Yesterday I left the IPA Malawi office in around 3pm because I was delirious and falling asleep in my chair. I hadn't slept in 34 hours due to the outrageous timetables that define international travel within Africa, and so I was aiming for the hotel bed, for a nap before dinner. In the end I didn't get any sleep because of what I saw on the minibus (a larger version of a Ghanaian trotro). It kept playing through my head and chasing away the sandman. So I chased it away by writing it down:

The oldest woman in the world rides the minibus from Old Town, Lilongwe to Likuni, sitting in the back row. She wears a yellow print cloth wrapped around her waist for a skirt, and a red hand-sewn blouse with puffy yellow shoulders. Out of its short sleeves emerge the oldest arms in the world, skinny bones leading to jagged wrists, spanned by ropy veins like the woody vines of an ancient jungle, and paper-thin leather stretched over it all like the skin on a cup of instant coffee left out since last night.
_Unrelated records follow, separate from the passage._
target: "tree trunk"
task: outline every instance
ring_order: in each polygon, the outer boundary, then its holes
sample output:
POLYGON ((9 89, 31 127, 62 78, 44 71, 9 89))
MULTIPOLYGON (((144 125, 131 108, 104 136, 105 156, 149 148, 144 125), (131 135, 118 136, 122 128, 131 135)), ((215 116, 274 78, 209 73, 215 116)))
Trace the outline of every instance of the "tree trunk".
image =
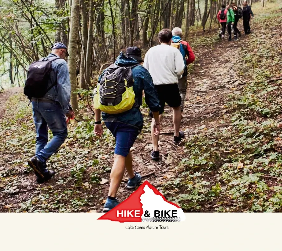
POLYGON ((143 27, 143 44, 147 45, 149 41, 147 37, 148 33, 148 28, 149 27, 149 21, 150 19, 149 16, 152 13, 151 11, 152 3, 150 1, 147 8, 147 11, 146 17, 145 18, 145 22, 144 26, 143 27))
POLYGON ((193 26, 195 23, 195 0, 191 0, 190 26, 193 26))
POLYGON ((176 16, 176 21, 175 22, 175 26, 177 27, 181 28, 182 24, 182 20, 183 17, 183 13, 184 11, 184 0, 181 0, 179 5, 179 9, 177 15, 176 16))
POLYGON ((98 51, 100 55, 100 61, 103 62, 106 60, 105 54, 104 53, 106 50, 107 43, 105 38, 104 23, 105 21, 105 13, 104 12, 104 0, 99 0, 97 7, 97 19, 96 21, 96 27, 97 29, 96 37, 98 40, 99 44, 98 51))
MULTIPOLYGON (((13 43, 12 42, 12 38, 11 37, 12 34, 11 33, 9 34, 9 42, 10 48, 13 48, 13 43)), ((9 70, 9 75, 10 77, 10 80, 11 82, 11 86, 13 87, 14 84, 14 82, 13 80, 13 63, 12 61, 13 59, 13 54, 12 51, 11 50, 10 53, 10 69, 9 70)))
POLYGON ((173 20, 174 18, 173 13, 174 10, 174 8, 175 6, 175 0, 172 0, 171 3, 171 11, 170 12, 170 29, 171 30, 173 28, 173 20))
POLYGON ((126 38, 125 33, 125 3, 126 0, 121 0, 120 8, 120 16, 121 17, 121 30, 123 40, 123 47, 126 47, 126 38))
POLYGON ((93 31, 93 0, 90 0, 89 4, 89 23, 88 25, 88 37, 86 49, 86 60, 85 61, 85 80, 88 88, 91 85, 90 75, 91 69, 91 52, 93 31))
POLYGON ((203 27, 203 29, 204 31, 205 31, 205 26, 206 25, 206 23, 207 20, 207 17, 208 16, 207 14, 207 6, 208 2, 208 0, 205 0, 205 10, 204 11, 204 15, 203 16, 203 19, 202 19, 202 23, 201 24, 203 27))
POLYGON ((185 31, 184 34, 184 40, 187 41, 188 38, 188 33, 189 31, 189 4, 190 0, 187 0, 187 5, 186 6, 186 17, 185 18, 185 31))
POLYGON ((85 65, 86 57, 86 47, 87 45, 87 14, 85 8, 85 0, 81 0, 80 10, 81 15, 81 55, 80 57, 80 69, 79 70, 79 86, 80 88, 86 89, 86 84, 84 78, 85 65))
POLYGON ((79 0, 72 0, 70 14, 70 27, 69 41, 68 51, 70 56, 68 60, 68 65, 70 72, 71 93, 70 104, 76 116, 79 117, 79 111, 76 93, 77 81, 76 75, 76 45, 77 34, 79 24, 79 0))

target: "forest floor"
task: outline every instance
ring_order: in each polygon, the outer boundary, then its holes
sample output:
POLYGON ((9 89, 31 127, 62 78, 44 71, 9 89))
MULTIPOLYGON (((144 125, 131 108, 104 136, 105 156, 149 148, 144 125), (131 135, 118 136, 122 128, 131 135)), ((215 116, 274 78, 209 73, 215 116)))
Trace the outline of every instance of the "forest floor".
MULTIPOLYGON (((159 144, 162 159, 151 160, 150 121, 132 149, 135 171, 185 212, 279 211, 282 205, 282 11, 271 5, 251 22, 252 33, 236 41, 217 34, 189 41, 196 59, 191 67, 181 129, 173 143, 171 111, 166 108, 159 144)), ((242 21, 239 29, 242 31, 242 21)), ((226 37, 227 36, 226 36, 226 37)), ((107 195, 115 141, 107 130, 99 139, 82 99, 82 122, 48 165, 56 172, 38 184, 27 165, 36 133, 31 105, 22 89, 0 94, 0 212, 102 212, 107 195)), ((51 136, 51 134, 50 134, 51 136)), ((132 192, 125 188, 122 201, 132 192)))

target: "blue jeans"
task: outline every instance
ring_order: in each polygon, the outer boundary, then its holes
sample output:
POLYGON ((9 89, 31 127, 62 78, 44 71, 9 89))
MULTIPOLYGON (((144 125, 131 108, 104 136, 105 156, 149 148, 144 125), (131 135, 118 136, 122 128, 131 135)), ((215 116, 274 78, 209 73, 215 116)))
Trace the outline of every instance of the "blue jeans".
POLYGON ((46 161, 59 149, 68 136, 66 117, 58 102, 33 101, 32 103, 36 130, 35 155, 46 166, 46 161), (48 127, 53 135, 49 142, 48 127))
POLYGON ((115 153, 126 157, 139 134, 139 129, 120 122, 105 122, 105 124, 116 138, 115 153))

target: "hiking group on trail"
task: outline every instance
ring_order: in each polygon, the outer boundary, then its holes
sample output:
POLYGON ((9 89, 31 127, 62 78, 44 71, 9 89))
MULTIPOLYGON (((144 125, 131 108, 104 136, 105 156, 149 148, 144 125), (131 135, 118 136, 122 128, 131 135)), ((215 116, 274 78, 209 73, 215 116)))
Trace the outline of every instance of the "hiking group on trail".
MULTIPOLYGON (((121 52, 114 63, 99 77, 93 99, 94 132, 98 136, 103 134, 102 115, 105 125, 116 140, 110 183, 103 212, 108 211, 119 203, 116 196, 126 170, 128 189, 135 188, 141 181, 141 175, 133 170, 130 149, 143 126, 140 109, 143 91, 149 109, 148 116, 152 118, 151 159, 157 161, 160 158, 159 138, 166 103, 172 110, 174 134, 172 141, 177 144, 184 138, 180 125, 187 86, 187 66, 195 60, 195 56, 182 36, 178 27, 172 31, 162 30, 158 35, 160 44, 149 49, 144 60, 139 48, 129 47, 125 54, 121 52)), ((24 89, 32 104, 36 131, 35 154, 28 163, 39 183, 55 174, 47 169, 46 161, 66 138, 66 119, 75 116, 70 104, 70 75, 64 60, 69 56, 67 47, 56 43, 51 49, 48 56, 30 65, 24 89), (53 136, 49 142, 48 128, 53 136)))
POLYGON ((218 34, 220 38, 224 39, 227 26, 228 41, 232 40, 232 33, 233 34, 234 40, 237 40, 241 35, 241 32, 237 27, 238 23, 241 18, 243 19, 245 34, 248 35, 251 33, 250 20, 253 17, 253 13, 251 7, 248 5, 246 0, 244 0, 243 2, 243 5, 242 8, 236 6, 235 2, 231 3, 231 8, 229 4, 222 5, 222 9, 219 10, 217 16, 217 19, 222 27, 218 34))

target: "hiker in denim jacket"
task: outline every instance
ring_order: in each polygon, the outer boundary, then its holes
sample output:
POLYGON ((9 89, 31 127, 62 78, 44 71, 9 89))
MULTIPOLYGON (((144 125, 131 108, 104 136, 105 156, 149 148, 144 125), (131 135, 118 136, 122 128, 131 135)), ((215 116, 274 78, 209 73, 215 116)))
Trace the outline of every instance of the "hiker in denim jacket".
POLYGON ((70 82, 67 64, 64 59, 68 56, 66 47, 60 43, 51 47, 47 57, 52 62, 48 86, 57 81, 42 98, 32 98, 33 119, 36 131, 36 154, 28 163, 34 171, 37 181, 42 183, 55 174, 47 169, 46 161, 64 143, 68 135, 66 116, 72 118, 74 113, 70 105, 70 82), (53 137, 48 142, 48 128, 53 137))

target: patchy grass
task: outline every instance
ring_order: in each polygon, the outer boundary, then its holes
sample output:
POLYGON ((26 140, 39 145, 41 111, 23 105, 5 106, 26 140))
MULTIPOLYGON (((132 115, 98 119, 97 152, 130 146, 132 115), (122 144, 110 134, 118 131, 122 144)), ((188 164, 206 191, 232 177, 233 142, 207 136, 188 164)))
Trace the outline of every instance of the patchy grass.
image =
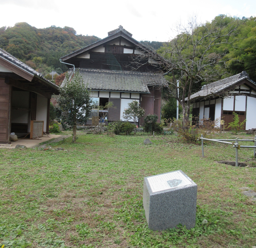
MULTIPOLYGON (((76 144, 51 144, 67 150, 0 149, 0 247, 256 245, 256 204, 239 190, 256 191, 256 168, 218 163, 234 161, 231 145, 208 143, 203 158, 200 145, 175 136, 151 136, 145 146, 144 135, 78 135, 76 144), (143 178, 179 169, 198 185, 196 227, 152 231, 143 178)), ((239 160, 254 162, 253 155, 241 148, 239 160)))

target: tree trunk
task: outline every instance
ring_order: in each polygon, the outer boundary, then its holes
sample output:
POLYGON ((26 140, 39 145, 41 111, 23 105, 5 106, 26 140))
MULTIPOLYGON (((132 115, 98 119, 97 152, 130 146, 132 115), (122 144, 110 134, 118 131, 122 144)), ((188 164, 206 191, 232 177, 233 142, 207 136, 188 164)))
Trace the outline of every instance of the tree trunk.
POLYGON ((77 139, 77 125, 74 125, 73 126, 73 138, 72 142, 75 143, 77 139))
POLYGON ((183 118, 183 128, 187 128, 189 126, 189 112, 190 112, 190 106, 189 107, 184 101, 182 103, 182 118, 183 118))

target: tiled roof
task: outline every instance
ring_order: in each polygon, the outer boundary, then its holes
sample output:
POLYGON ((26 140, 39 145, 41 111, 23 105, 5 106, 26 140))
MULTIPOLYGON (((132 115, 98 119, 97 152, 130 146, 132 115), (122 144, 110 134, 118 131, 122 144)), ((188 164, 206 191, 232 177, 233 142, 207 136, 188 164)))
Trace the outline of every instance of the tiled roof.
POLYGON ((130 36, 131 37, 132 36, 132 33, 131 33, 129 32, 128 32, 127 30, 124 29, 123 28, 123 26, 121 25, 118 27, 118 29, 114 29, 114 30, 112 30, 112 31, 110 31, 109 32, 108 32, 108 36, 110 36, 110 35, 114 34, 114 33, 116 33, 118 32, 120 32, 120 31, 122 31, 123 32, 124 32, 124 33, 127 33, 127 34, 130 36))
POLYGON ((256 83, 250 79, 246 72, 244 71, 242 73, 204 85, 201 91, 191 95, 190 99, 211 95, 219 95, 224 90, 246 79, 256 85, 256 83))
MULTIPOLYGON (((81 74, 89 88, 149 93, 148 86, 165 86, 167 81, 160 75, 152 73, 76 69, 81 74)), ((70 70, 69 76, 72 70, 70 70)))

The oldest woman in the world has a piece of plain green cloth around her waist for a belt. In its cinched knot hide a number of old, dark coins. More are hiding in the twists of a triangular brown cloth shawl whose corners are tied in front of her chest. Her head is wrapped in a red cloth. All I can see is a few small yellow-gray bushes of wiry hair at her temples. There are bits of charcoal and sand in the hollows of her ears.

She has exactly no teeth. Her voice is the breaking of dry twigs, the hot, dry air of the oven, and the creaking of an old wooden door, or a rusty pile of scrap metal ribbons.

The oldest hands in the world are bigger than you might think. They used to be reptilian, but their shiny, scaly skin and their claws are dull now from 48,000 years of kneading sharp gravel. They are gnarled from being twisted in the spokes of an ancient wagon wheel. The left thumb-nail is like the blade of a shovel: squared off, pitted and embossed with dirt, the edge bent under.

There is a walking-stick, both ends of it bashed out soft and flat like the head of a railroad stake that has known the nine pound sledge. Its length is knobby and worn smooth as driftwood.

I would like to tell you about the face of the oldest woman in the world, but in truth I barely got to see it. From the moment I sat down beside her until the moment I got up to leave, she was turned away from me, making faces at a baby girl perched on its mother’s lap in the next seat.